When I planned to make mashed potatoes, I assumed the sous vide machine worked. When it didn’t, I replaced the broken step. I forgot that not introducing water was important. I didn’t know which properties of the original step were important to preserve. My false assumption had global consequences, so my local fix did not succeed.
No plan survives contact with the enemy.
All plans inevitably fail. That does not make planning a useless exercise. What makes a plan useless is if it has no contingency for failure. This must be fixed; a simple patch is including “make a new plan” as part of your plan. This is the minimum necessary work to have a plan at all. Any minimally adequate plan makes no errors.
All plans implicitly assume the world operates in a given way. As soon as your plan fails a single time, this invalidates one of the assumptions that went into your plan. Any failure, even a tiny one, means you believed something false about the world when the plan was originally created. If a plan fails anywhere, it’s useless everywhere.

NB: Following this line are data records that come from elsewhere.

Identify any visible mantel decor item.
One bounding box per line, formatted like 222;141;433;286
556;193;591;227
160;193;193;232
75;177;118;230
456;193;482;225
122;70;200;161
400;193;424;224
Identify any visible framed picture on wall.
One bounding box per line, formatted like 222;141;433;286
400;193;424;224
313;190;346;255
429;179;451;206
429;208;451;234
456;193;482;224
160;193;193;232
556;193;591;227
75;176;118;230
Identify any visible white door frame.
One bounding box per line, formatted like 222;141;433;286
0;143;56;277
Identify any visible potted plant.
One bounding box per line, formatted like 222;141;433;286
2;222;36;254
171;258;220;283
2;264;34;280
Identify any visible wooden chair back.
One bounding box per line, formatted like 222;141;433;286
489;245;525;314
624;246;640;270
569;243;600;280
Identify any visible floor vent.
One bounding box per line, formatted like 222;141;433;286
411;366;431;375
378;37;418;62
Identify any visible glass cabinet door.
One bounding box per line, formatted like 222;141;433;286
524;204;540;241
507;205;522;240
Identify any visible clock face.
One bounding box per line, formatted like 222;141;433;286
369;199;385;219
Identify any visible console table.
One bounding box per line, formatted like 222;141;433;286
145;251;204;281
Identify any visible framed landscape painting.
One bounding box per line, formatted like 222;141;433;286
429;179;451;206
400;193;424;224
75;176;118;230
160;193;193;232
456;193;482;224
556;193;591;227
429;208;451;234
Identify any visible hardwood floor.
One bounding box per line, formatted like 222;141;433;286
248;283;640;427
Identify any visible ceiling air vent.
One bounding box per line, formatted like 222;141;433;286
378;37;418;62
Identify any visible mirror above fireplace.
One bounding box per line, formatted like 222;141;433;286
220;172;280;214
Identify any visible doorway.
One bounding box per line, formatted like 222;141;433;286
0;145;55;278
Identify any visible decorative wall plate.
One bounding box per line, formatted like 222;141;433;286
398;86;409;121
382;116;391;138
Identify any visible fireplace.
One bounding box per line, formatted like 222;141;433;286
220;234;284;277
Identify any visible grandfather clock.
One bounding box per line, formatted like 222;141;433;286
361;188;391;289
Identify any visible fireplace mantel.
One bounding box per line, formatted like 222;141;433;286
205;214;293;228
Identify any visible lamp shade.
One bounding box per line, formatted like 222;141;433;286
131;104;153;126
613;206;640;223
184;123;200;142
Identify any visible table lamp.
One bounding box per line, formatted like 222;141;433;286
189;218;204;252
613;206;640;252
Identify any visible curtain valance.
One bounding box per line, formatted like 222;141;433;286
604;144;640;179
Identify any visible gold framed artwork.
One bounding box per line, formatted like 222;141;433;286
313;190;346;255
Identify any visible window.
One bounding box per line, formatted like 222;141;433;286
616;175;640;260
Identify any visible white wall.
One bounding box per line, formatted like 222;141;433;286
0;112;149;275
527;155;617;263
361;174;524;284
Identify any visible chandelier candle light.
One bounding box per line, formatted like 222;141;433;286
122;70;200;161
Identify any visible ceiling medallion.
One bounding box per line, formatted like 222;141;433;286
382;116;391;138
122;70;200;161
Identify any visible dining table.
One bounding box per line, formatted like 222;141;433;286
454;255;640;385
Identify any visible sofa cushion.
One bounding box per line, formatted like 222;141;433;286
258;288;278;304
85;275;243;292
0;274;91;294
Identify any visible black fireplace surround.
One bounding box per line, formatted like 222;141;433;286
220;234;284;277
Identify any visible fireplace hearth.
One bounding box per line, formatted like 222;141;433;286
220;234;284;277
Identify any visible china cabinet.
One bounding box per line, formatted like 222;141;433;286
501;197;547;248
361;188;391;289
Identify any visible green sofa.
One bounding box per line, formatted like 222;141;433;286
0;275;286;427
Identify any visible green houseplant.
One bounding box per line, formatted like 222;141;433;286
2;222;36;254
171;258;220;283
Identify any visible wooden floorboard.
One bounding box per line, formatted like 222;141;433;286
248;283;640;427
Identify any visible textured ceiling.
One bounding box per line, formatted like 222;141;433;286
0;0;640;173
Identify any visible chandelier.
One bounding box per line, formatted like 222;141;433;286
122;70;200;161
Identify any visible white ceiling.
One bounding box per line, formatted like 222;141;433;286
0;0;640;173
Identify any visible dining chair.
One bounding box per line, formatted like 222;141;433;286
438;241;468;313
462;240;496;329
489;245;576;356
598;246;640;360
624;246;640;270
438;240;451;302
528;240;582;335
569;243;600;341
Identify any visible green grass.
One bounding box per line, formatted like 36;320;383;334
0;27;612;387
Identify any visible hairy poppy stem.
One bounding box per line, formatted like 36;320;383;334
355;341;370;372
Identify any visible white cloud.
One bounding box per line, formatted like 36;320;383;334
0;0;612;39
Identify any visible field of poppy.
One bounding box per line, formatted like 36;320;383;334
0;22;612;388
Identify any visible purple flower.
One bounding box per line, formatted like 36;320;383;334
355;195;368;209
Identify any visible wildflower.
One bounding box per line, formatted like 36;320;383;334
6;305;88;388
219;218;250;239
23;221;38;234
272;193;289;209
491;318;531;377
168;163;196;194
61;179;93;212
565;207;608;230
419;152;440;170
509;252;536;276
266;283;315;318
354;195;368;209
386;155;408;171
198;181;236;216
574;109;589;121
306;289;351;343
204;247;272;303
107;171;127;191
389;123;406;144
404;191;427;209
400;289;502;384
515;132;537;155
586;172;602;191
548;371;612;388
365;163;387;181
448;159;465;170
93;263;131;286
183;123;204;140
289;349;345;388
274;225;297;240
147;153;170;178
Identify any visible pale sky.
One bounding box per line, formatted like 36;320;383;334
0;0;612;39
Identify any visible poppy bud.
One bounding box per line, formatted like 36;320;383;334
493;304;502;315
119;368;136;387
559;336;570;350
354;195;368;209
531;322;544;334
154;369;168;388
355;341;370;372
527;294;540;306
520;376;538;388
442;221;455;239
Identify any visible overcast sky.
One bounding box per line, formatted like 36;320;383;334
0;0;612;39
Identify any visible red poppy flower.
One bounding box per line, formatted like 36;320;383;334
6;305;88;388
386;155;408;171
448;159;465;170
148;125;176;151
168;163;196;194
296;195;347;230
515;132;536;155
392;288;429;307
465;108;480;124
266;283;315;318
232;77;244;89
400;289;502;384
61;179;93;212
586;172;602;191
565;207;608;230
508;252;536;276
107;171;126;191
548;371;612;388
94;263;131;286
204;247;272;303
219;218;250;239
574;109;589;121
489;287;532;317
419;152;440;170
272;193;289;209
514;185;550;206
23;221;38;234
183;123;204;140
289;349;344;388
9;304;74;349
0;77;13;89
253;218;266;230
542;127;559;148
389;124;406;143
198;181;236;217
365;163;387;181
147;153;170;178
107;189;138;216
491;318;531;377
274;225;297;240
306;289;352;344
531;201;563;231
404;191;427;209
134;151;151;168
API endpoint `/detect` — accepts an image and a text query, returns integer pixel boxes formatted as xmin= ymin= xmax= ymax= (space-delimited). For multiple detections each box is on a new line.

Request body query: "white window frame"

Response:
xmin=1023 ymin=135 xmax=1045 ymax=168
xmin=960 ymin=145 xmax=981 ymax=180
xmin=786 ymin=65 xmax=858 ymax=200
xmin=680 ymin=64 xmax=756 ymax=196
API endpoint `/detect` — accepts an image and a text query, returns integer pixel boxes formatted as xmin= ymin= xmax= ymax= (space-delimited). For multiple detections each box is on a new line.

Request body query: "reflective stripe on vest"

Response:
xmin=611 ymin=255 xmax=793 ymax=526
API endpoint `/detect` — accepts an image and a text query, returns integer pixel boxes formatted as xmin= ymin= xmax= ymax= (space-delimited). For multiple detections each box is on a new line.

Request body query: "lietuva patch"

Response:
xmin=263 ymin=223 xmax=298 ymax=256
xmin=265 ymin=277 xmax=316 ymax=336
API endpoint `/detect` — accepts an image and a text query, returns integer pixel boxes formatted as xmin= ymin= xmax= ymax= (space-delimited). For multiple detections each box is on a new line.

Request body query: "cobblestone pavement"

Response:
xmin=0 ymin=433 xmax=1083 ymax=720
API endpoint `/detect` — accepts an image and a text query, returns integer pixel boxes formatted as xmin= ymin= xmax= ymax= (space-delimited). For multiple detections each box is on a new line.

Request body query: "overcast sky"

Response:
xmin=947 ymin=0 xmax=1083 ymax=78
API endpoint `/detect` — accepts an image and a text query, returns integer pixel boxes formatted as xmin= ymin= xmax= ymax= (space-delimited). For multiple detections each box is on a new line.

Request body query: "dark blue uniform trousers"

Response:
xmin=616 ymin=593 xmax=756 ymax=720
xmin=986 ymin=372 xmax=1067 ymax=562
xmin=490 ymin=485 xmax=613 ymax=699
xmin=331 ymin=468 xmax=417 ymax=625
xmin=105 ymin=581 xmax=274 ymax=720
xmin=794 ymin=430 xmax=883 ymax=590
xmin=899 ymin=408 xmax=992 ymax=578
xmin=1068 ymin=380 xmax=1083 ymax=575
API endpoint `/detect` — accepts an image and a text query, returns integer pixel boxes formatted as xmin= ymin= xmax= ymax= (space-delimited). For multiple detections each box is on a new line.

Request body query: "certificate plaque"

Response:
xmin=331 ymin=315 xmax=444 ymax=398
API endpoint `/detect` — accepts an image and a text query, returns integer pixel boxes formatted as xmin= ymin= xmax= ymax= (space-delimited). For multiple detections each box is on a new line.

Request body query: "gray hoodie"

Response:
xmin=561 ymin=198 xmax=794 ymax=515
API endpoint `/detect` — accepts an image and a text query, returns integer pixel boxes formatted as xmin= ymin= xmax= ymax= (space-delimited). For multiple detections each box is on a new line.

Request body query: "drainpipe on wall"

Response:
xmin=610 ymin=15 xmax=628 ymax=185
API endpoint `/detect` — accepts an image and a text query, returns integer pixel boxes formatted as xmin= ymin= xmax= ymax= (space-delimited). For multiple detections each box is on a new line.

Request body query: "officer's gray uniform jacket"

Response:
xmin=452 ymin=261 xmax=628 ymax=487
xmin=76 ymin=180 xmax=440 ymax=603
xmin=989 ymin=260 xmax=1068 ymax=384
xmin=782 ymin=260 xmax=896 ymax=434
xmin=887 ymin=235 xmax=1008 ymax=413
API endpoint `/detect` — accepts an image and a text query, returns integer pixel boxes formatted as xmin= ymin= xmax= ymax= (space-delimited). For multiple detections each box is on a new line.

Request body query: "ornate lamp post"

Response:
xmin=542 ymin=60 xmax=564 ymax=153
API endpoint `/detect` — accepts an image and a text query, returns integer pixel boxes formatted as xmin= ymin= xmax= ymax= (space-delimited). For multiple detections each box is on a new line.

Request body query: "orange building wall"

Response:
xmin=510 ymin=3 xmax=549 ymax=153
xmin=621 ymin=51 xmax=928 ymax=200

If you were clever, you included contingencies. You can assume less by having conditionals: “Do A. If B happens, then do C; if D happens, do E; else, re-plan.”
If you were not clever, then you didn’t include contingencies. You only have expectations. As soon as those expectations are violated, you must re-plan.
If you were extremely not clever, you didn’t even have expectations. Your plan is just a list of actions. Unless you are good at modeling the world, you are already doomed.
Reality is your enemy. No plan survives. Learn to build from the wreckage.